L’égalité réelle
- Détails
- Catégorie : Diabloguiste
- Publié le samedi 13 février 2016 10:14
- Écrit par Claude Séné
Vous avez peut-être sursauté tout comme moi en découvrant l’intitulé du secrétariat d’État confié à la députée ultramarine de la Réunion, Éricka Bareigts, qui va être chargée de l’égalité réelle. La tentation est forte de se moquer de ces appellations saugrenues qui président parfois à la création de ministères improbables que l’on suppose imaginés de toutes pièces pour caser une personnalité, et l’opposition ne s’en est pas privée. Il y aurait donc une égalité « irréelle », ont ironisé les internautes de la twittosphère. Eh bien, oui. Si la formulation est maladroite, le problème existe bien.
Si le poste a été confié à une personnalité issue de la diversité comme on dit, c’est évidemment tout sauf un hasard. On imagine aisément qu’il y aura dans ses attributions la lutte contre les discriminations de toutes sortes. Le fameux plafond de verre qui empêche encore les femmes d’accéder aux plus hautes responsabilités, les disparités de salaire entre les hommes et les femmes, les obstacles à l’embauche en fonction de l’origine sociale ou la couleur de la peau, pour ne citer que celles-là. En effet, si notre constitution déclare que les citoyens naissent et demeurent libres et égaux en droits, la réalité des choses est manifestement tout autre. Cette égalité dans les textes n’est qu’une égalité formelle, loin d’être appliquée et opérationnelle. Toute l’ambiguïté repose sur cette supposée égalité entre les êtres humains à la naissance, qui n’est manifestement pas naturelle et ne peut se réaliser que par une action volontaire de la société.

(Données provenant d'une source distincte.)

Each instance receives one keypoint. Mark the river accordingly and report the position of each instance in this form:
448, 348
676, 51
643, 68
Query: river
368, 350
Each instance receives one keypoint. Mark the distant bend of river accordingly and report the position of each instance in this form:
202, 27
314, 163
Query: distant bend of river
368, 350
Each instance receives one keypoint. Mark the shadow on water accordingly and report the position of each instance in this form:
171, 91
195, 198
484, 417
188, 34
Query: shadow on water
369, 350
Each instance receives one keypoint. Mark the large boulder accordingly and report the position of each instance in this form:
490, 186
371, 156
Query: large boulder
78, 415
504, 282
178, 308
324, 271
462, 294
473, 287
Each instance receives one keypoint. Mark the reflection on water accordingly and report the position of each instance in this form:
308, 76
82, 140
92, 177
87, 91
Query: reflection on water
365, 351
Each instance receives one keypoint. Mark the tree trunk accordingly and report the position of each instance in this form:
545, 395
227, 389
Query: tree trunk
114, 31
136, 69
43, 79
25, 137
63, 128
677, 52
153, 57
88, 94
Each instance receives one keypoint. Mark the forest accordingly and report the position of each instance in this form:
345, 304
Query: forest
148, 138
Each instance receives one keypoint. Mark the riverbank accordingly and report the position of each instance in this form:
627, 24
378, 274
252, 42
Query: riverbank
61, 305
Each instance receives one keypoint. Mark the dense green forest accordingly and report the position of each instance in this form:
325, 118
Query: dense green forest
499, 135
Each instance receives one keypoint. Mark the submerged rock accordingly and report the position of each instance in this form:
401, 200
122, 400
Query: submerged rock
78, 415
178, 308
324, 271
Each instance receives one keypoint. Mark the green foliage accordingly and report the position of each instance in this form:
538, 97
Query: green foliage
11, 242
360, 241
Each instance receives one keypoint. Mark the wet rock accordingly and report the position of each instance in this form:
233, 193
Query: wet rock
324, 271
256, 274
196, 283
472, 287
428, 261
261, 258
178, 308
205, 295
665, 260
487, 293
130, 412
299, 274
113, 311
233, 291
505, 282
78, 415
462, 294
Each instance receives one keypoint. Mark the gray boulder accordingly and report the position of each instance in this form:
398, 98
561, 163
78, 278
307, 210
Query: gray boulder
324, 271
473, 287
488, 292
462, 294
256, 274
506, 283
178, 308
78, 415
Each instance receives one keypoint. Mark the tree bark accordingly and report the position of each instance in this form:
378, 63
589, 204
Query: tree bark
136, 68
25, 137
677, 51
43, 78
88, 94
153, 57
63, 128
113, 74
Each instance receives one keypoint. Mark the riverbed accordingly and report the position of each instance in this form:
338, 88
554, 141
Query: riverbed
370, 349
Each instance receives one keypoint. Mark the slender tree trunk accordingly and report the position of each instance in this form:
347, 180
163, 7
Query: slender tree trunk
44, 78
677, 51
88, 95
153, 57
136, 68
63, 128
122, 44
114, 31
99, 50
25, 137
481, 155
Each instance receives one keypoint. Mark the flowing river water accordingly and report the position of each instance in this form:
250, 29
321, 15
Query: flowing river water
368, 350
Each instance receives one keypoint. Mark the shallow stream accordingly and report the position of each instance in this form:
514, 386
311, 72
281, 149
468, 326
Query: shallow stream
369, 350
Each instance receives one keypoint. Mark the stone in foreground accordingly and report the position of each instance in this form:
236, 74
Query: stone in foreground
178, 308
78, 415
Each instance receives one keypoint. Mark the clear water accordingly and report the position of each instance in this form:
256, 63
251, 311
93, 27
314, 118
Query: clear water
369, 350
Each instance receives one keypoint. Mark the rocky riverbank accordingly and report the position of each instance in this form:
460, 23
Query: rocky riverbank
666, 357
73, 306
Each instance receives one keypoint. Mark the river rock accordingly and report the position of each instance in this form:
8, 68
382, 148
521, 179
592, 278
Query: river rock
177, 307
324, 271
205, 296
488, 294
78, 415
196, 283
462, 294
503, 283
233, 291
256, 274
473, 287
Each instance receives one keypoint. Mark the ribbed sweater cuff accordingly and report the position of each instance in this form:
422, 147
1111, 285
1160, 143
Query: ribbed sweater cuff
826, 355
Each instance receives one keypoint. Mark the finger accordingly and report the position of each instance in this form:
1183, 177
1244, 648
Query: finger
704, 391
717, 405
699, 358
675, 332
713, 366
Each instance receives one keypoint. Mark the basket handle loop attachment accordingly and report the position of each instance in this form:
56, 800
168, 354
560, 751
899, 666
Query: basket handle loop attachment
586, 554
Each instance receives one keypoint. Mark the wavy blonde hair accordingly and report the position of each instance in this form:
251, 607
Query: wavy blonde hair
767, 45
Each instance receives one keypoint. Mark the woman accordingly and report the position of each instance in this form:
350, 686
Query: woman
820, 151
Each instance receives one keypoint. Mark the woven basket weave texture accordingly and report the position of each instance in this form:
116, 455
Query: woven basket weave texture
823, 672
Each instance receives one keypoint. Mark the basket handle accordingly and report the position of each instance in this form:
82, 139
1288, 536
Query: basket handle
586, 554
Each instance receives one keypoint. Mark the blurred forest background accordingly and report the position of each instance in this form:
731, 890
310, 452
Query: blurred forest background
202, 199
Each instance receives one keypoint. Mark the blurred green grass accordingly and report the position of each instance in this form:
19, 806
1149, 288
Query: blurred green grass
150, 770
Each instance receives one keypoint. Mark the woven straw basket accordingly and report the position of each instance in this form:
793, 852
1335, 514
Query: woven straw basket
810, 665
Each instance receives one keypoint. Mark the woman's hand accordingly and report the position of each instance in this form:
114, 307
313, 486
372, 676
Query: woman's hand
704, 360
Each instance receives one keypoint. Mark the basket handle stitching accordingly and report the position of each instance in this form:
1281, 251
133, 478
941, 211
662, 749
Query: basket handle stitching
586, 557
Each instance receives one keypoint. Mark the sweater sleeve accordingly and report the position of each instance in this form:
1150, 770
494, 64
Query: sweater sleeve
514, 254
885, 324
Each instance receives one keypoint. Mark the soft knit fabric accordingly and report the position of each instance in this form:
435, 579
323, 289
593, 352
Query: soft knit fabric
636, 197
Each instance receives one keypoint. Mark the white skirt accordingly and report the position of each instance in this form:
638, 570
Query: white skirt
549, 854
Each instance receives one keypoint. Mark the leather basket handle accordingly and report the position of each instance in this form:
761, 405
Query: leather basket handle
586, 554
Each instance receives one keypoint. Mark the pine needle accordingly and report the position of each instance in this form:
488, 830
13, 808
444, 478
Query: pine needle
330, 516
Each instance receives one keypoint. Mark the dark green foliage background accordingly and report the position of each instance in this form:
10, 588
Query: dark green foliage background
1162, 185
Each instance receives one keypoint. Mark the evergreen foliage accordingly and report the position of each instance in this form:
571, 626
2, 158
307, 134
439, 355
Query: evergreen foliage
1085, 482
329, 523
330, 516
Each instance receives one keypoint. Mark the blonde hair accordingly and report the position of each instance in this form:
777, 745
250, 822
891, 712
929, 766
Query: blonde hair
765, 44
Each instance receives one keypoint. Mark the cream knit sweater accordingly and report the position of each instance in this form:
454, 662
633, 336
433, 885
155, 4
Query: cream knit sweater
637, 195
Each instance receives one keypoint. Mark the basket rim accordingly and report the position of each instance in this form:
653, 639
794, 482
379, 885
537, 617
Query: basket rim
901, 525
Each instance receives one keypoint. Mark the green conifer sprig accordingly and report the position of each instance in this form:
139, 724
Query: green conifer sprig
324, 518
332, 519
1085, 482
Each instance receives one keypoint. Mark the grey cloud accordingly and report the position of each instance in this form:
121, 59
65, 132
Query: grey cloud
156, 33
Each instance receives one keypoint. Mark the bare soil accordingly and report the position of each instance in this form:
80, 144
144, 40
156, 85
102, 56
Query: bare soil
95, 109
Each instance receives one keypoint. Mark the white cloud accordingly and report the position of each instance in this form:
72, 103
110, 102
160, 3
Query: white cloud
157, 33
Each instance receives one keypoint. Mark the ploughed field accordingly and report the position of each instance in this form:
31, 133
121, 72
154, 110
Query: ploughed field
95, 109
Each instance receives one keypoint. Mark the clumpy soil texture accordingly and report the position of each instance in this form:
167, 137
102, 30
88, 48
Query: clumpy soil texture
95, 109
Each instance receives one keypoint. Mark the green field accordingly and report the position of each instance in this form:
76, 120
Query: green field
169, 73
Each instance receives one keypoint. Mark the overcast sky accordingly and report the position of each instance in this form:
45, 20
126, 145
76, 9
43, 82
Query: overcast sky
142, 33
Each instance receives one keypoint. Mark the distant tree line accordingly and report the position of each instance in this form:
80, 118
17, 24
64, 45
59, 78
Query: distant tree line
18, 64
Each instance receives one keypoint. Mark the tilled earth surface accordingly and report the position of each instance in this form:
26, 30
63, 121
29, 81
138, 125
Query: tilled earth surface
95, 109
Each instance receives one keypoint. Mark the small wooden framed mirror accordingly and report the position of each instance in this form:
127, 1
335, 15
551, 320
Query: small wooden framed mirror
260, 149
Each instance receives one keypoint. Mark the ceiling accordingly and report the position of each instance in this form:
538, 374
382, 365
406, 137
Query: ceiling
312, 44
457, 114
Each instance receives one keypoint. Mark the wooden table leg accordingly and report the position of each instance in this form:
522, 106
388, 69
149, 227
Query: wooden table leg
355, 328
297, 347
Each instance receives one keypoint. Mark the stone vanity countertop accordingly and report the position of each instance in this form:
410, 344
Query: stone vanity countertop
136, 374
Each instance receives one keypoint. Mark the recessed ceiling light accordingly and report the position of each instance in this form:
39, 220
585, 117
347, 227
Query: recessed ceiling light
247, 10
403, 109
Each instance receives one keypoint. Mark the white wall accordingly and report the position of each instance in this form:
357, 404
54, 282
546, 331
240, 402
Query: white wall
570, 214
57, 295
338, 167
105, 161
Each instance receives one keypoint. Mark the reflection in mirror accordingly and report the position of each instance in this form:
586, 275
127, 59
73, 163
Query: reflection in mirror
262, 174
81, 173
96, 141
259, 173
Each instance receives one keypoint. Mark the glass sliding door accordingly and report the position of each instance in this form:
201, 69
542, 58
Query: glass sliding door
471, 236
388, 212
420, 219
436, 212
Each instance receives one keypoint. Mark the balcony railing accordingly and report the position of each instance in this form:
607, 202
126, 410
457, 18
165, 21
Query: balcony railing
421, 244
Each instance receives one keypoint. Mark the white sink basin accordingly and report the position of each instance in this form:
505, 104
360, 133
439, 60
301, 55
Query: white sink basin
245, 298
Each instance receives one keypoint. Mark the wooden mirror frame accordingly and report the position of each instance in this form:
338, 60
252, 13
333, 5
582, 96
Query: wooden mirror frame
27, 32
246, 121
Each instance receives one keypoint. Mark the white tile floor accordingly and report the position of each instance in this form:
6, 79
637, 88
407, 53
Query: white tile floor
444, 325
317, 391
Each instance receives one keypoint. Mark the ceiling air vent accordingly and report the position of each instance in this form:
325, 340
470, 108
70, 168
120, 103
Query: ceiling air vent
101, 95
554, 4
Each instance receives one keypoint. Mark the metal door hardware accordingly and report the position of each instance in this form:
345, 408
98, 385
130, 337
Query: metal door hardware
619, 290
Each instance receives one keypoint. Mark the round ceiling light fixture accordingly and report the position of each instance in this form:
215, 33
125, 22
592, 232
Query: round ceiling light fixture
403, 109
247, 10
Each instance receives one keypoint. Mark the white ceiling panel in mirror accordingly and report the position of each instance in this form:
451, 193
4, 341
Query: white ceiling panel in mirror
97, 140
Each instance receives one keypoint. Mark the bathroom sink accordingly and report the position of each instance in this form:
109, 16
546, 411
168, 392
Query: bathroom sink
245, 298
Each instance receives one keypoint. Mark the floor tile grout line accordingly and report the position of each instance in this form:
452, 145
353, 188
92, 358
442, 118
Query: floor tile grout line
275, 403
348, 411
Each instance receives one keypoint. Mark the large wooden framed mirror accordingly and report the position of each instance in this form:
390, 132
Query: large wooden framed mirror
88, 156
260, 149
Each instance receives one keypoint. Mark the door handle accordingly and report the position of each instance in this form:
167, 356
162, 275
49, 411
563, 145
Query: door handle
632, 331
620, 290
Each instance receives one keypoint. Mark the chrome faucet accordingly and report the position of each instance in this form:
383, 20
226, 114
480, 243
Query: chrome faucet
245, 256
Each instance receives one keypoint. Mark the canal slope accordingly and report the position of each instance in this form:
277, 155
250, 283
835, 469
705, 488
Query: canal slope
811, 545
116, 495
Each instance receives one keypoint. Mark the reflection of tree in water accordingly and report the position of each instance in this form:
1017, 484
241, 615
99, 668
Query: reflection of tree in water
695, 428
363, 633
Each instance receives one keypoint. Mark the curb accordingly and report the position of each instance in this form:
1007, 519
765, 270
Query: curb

Si l’on met à part une poignée de conservateurs extrémistes qui justifieront à n’importe quel prix la conservation de leurs privilèges, la plupart des gens seront d’accord pour que le principe d’égalité soit appliqué. Du moins à la première génération. Dès qu’il y a accumulation de patrimoine se pose la question de l’héritage et de la transmission. Et par là même, celle de la reproduction des inégalités. Les plus généreux penseurs progressistes s’accorderont pour prôner une égalité des chances, la moins imparfaite possible, avec l’objectif de la promotion sociale, le fameux bâton de maréchal dans la gibecière du plus pauvre soldat. Un mythe comparable au gros lot des jeux à gratter ou au slogan de la loterie nationale, 100 % des gagnants ont tenté leur chance. Les malchanceux que la société laisse sur le bord de la route se consolent en se réjouissant du bonheur des riches ou de leur malheur, d’ailleurs, et espèrent que le sort leur sera plus favorable un jour. Cherchez l’égalité dans tout ça.